Nella prima edizione del suo Frankenstein Mary Shelley cita Erasmus Darwin e il suo «filamento», intuizione geniale che contribuirà alla stesura dell’Origine delle specie da parte del nipote Charles. Non a caso forse Filamenti, ultimo libro di Elisa Biagini, inizia con una frase di Mary Shelley per poi comporsi e decomporsi sulle pagine con la precisione che caratterizza da sempre una poesia in continuo dialogo con altre scritture, da Emily Dickinson a Paul Celan.

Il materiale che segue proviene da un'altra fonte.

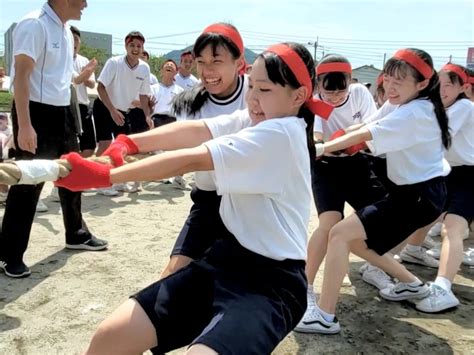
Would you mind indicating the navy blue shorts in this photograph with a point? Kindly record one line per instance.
(87, 137)
(233, 300)
(105, 127)
(338, 180)
(405, 209)
(460, 184)
(202, 227)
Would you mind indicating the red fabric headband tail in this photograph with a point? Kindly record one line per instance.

Stavolta l’ispirazione letteraria si coniuga anche con la volontà di «annusare la terra», descrivendone le diramazioni, le ramificazioni attraverso un galvanismo delle parole che scuote la biografia propria e altrui.
(Antonella Anedda)
Sette poesie da “Filamenti” di Elisa Biagini, Giulio Einaudi editore, 2020.
Hai bussato
al polmone, hai tolto la
linguetta perché partisse
il meccanismo, il mio
chiamarti.
—
S’allontana il tuo
essere nel mondo,
la camera dell’occhio
si riduce e tu
torni al paesaggio,
abbracci l’aria
e poi la terra annusi.
—
Ramo su ramo
ricostruiamo un
sabato, una porta
al mondo parallelo
dove si mangia
pane di riso.
—
Questo tuo mordere è
per acchiappare
il mondo, tentare
di portarne un pezzo
via con te.
—
Qui si va scalzi,
dicono, non le
calze promesse o
le pantofole andate
al calcagno: deve
salirti quell’aria
al polmone, quella
che soffia nei cassetti
della terra.
—
La testa sul cuscino: lo sporgersi incrinato dal vuoto al
buio, dal buio alla bocca. Le labbra che restano nere.
E le linee della tua mano sul mio piede.
—
Di notte, nella foresta di neuroni, risuona come i brillamenti
sul sole. Le sinapsi sfrigolano mentre si assottigliano.